The fly in the ointment, however, is that the decision in Sumner preceded the enactment of the Financial Institutions Reform, Recovery, and Enforcement Act of 1989, Pub. L. 101-73, 103 Stat. 183 (codified as amended in scattered sections of 12 U.S.C.) (FIRREA). Congress enacted FIRREA "to aid the FDIC in its immediate responsibilities of dealing with mounting bank failures in this country." FDIC v. Longley I Realty Trust, 988 F.2d 270, 274 (1st Cir. 1993) (quoting FDIC v. Wright, 942 F.2d 1089, 1096 (7th Cir. 1991)).
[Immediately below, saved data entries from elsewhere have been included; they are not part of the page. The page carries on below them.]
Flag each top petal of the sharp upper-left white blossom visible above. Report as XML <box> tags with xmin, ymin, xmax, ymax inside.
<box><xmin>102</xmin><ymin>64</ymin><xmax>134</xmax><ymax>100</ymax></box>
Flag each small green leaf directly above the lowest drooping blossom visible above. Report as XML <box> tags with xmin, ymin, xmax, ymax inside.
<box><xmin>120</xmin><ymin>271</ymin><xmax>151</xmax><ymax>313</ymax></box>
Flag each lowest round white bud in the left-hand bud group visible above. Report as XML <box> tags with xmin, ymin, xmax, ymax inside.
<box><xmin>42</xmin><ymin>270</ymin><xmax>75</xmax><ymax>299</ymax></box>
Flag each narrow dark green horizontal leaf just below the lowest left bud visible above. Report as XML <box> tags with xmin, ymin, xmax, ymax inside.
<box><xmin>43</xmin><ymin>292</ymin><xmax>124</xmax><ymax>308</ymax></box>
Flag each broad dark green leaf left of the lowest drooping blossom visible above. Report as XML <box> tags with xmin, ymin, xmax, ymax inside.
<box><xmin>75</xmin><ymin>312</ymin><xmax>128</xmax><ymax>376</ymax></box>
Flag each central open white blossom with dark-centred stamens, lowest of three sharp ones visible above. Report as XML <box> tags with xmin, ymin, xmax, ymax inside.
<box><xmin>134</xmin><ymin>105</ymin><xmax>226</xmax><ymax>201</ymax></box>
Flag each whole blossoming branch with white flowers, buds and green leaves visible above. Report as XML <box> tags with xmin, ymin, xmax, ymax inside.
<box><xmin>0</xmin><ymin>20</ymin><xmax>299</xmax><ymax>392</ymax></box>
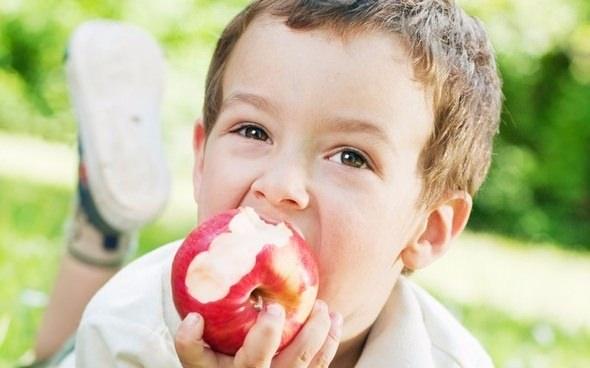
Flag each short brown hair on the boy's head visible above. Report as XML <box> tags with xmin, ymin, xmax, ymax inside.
<box><xmin>203</xmin><ymin>0</ymin><xmax>502</xmax><ymax>206</ymax></box>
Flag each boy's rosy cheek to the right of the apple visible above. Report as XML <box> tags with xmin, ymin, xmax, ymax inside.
<box><xmin>318</xmin><ymin>182</ymin><xmax>420</xmax><ymax>302</ymax></box>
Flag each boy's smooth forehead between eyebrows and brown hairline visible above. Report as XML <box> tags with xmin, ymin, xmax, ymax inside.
<box><xmin>223</xmin><ymin>16</ymin><xmax>433</xmax><ymax>150</ymax></box>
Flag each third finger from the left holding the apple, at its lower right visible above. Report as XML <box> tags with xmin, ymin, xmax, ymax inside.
<box><xmin>275</xmin><ymin>300</ymin><xmax>331</xmax><ymax>368</ymax></box>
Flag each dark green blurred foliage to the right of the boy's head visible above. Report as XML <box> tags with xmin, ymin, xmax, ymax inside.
<box><xmin>464</xmin><ymin>0</ymin><xmax>590</xmax><ymax>250</ymax></box>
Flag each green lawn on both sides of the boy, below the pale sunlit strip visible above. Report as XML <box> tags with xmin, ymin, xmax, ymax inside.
<box><xmin>0</xmin><ymin>177</ymin><xmax>590</xmax><ymax>368</ymax></box>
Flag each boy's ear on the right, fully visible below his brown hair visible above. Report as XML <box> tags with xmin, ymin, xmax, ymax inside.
<box><xmin>400</xmin><ymin>191</ymin><xmax>473</xmax><ymax>270</ymax></box>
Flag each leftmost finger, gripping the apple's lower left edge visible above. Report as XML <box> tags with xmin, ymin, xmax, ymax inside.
<box><xmin>174</xmin><ymin>313</ymin><xmax>217</xmax><ymax>368</ymax></box>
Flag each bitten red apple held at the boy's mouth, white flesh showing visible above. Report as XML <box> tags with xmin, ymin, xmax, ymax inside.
<box><xmin>171</xmin><ymin>207</ymin><xmax>318</xmax><ymax>355</ymax></box>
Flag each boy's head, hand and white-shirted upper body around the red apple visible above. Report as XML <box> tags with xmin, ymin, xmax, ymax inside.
<box><xmin>62</xmin><ymin>0</ymin><xmax>501</xmax><ymax>368</ymax></box>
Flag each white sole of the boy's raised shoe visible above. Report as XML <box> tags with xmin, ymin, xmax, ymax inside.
<box><xmin>66</xmin><ymin>21</ymin><xmax>170</xmax><ymax>231</ymax></box>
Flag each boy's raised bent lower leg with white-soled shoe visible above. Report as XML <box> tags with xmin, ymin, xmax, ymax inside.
<box><xmin>35</xmin><ymin>21</ymin><xmax>169</xmax><ymax>360</ymax></box>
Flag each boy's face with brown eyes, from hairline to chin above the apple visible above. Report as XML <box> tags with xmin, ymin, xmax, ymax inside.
<box><xmin>195</xmin><ymin>17</ymin><xmax>433</xmax><ymax>340</ymax></box>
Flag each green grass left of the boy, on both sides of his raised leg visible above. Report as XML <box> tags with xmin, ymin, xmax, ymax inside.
<box><xmin>0</xmin><ymin>177</ymin><xmax>190</xmax><ymax>367</ymax></box>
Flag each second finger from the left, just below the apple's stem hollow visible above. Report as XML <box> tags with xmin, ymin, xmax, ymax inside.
<box><xmin>234</xmin><ymin>304</ymin><xmax>285</xmax><ymax>368</ymax></box>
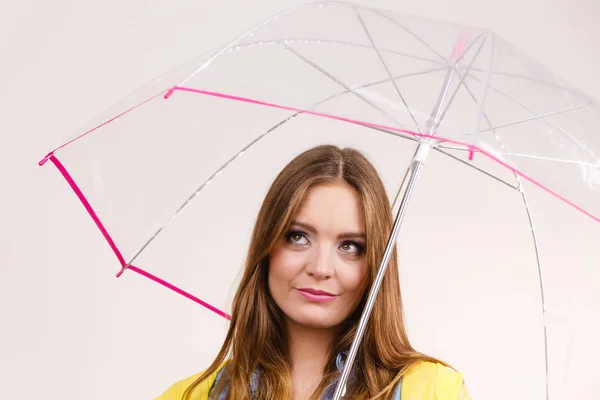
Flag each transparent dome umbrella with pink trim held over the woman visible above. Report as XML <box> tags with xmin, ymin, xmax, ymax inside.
<box><xmin>40</xmin><ymin>2</ymin><xmax>600</xmax><ymax>399</ymax></box>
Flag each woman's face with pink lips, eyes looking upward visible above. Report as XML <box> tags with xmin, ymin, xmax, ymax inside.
<box><xmin>269</xmin><ymin>183</ymin><xmax>367</xmax><ymax>328</ymax></box>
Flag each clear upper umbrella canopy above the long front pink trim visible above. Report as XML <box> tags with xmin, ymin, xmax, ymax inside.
<box><xmin>51</xmin><ymin>2</ymin><xmax>600</xmax><ymax>228</ymax></box>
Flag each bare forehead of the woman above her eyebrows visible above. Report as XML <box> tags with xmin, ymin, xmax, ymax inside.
<box><xmin>295</xmin><ymin>183</ymin><xmax>364</xmax><ymax>231</ymax></box>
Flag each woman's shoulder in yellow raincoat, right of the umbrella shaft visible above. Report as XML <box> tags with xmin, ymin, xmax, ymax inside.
<box><xmin>401</xmin><ymin>361</ymin><xmax>470</xmax><ymax>400</ymax></box>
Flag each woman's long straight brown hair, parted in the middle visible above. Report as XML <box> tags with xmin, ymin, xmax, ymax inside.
<box><xmin>183</xmin><ymin>145</ymin><xmax>446</xmax><ymax>400</ymax></box>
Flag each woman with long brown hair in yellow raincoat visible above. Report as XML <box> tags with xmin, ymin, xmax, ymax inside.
<box><xmin>157</xmin><ymin>146</ymin><xmax>468</xmax><ymax>400</ymax></box>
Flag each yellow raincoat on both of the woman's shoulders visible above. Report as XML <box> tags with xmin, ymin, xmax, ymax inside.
<box><xmin>156</xmin><ymin>362</ymin><xmax>471</xmax><ymax>400</ymax></box>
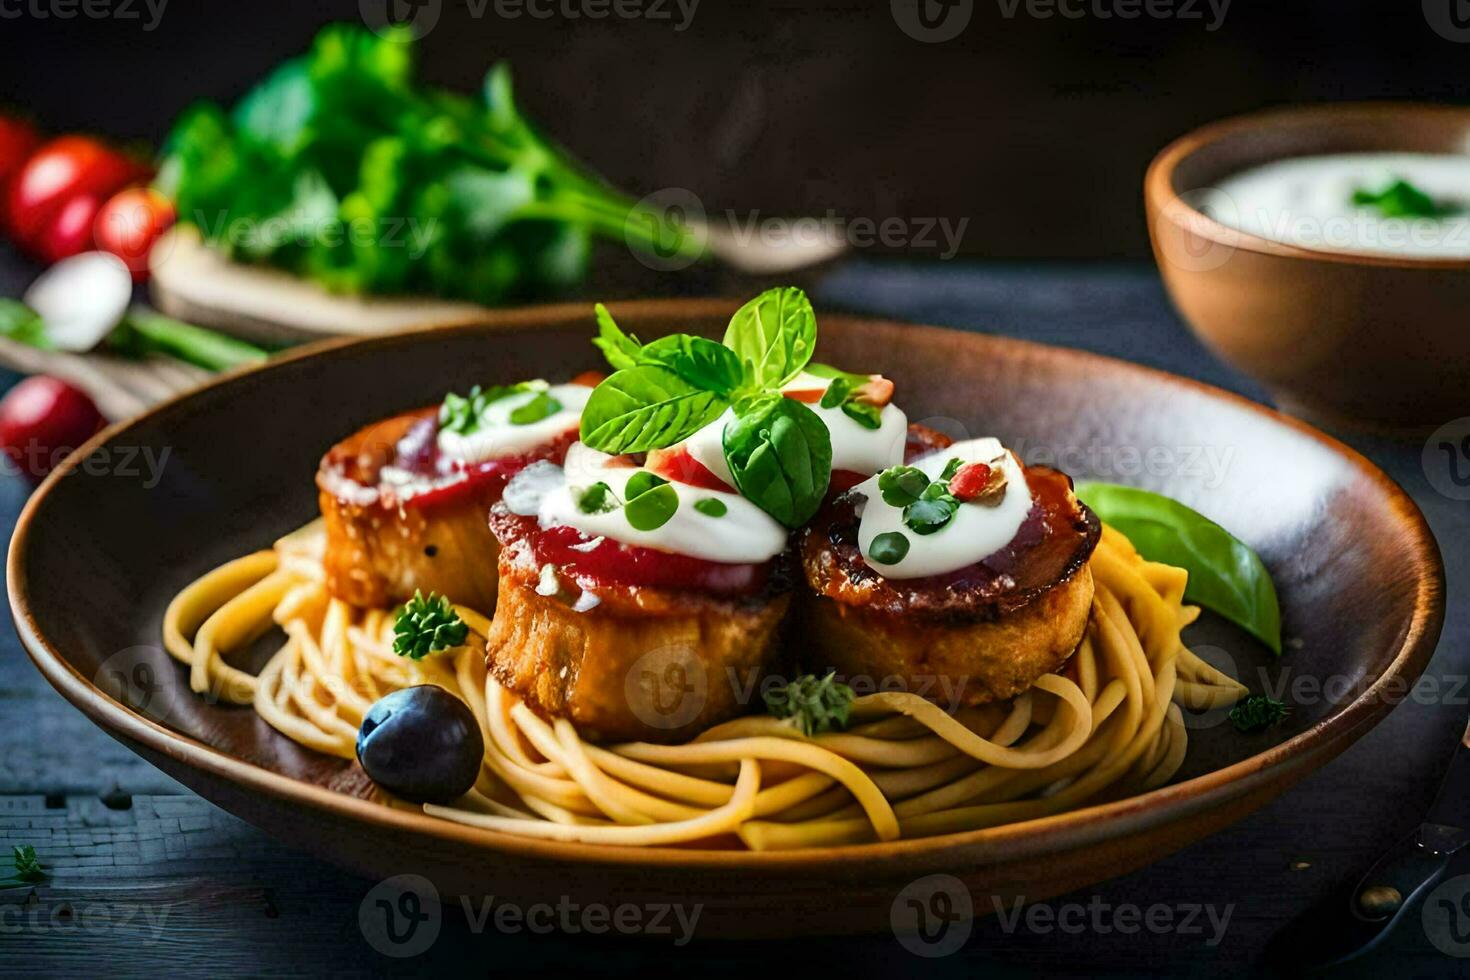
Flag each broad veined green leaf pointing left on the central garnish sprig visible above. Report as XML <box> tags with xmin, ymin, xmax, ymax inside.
<box><xmin>581</xmin><ymin>364</ymin><xmax>729</xmax><ymax>454</ymax></box>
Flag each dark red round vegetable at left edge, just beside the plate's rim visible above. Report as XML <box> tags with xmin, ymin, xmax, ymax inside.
<box><xmin>0</xmin><ymin>375</ymin><xmax>107</xmax><ymax>480</ymax></box>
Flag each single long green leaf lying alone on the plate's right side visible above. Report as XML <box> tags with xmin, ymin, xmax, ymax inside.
<box><xmin>1076</xmin><ymin>483</ymin><xmax>1282</xmax><ymax>655</ymax></box>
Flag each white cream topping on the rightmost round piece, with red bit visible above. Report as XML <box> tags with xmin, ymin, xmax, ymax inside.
<box><xmin>853</xmin><ymin>438</ymin><xmax>1032</xmax><ymax>579</ymax></box>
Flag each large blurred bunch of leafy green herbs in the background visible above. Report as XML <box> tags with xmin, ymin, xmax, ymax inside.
<box><xmin>159</xmin><ymin>24</ymin><xmax>703</xmax><ymax>303</ymax></box>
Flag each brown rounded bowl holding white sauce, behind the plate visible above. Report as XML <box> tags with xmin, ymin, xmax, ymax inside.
<box><xmin>1144</xmin><ymin>103</ymin><xmax>1470</xmax><ymax>430</ymax></box>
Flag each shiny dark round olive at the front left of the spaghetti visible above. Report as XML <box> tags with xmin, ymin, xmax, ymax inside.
<box><xmin>357</xmin><ymin>685</ymin><xmax>485</xmax><ymax>804</ymax></box>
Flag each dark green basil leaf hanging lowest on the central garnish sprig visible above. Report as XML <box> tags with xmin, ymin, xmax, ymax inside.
<box><xmin>725</xmin><ymin>392</ymin><xmax>832</xmax><ymax>527</ymax></box>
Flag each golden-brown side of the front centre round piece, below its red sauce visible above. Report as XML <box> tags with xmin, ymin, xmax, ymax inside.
<box><xmin>485</xmin><ymin>555</ymin><xmax>791</xmax><ymax>743</ymax></box>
In so doing, Congress made pellucid that, in acting as a receiver of failed banks, the FDIC fosters important public policies relating to the avoidance of a national banking crisis. See id. This assessment reflects the gist of post-FIRREA authority. See, e.g., FDIC v. Wentz, 55 F.3d 905, 909 (3d Cir. 1995) (stating that there is "a significant public interest in promptly resolving the affairs of insolvent banks"); RTC v. Thornton, 41 F.3d 1539, 1542 (D.C. Cir. 1994) (explaining that in resolving the affairs of failed banks, the RTC and its successor, the FDIC, are required not only to protect the assets of the failed institution for its depositors and creditors but also to "make efficient use of public funds") (citing 12 U.S.C. § 1441a(b)(3)(C)); Wright, 942 F.2d at 1096 (holding that an action involving the FDIC as receiver is not "simply a private case between individuals [but one that] involves a federal agency appointed as a receiver of a failed bank in the midst of a national banking crisis"). We agree with these courts. And insofar as the FDIC serves important public purposes when it functions as a receiver, it may be said to be acting "in the name of, or on behalf of, the United States" within the purview of section 402.
For present purposes, we need not answer definitively the question of whether the FDIC, as a receiver of a failed state-chartered bank, is acting "in the name of, or on behalf of, the United States" within the purview of section 402. It suffices that the question is, at the very least, an open one. As such, Sweeney's professed entitlement to a jury trial is freighted with uncertainty.
We need go no further. Since "plain error" must be just that - clear-cut, patent, and obvious - no plain error occurs when the state of the law is murky. Thus, Sweeney's appeal fails.
Affirmed. See 1st Cir. Loc. R. 27(c).
Both statutes provide for punishment for contempt of a court order, but only section 402 provides for trial by jury.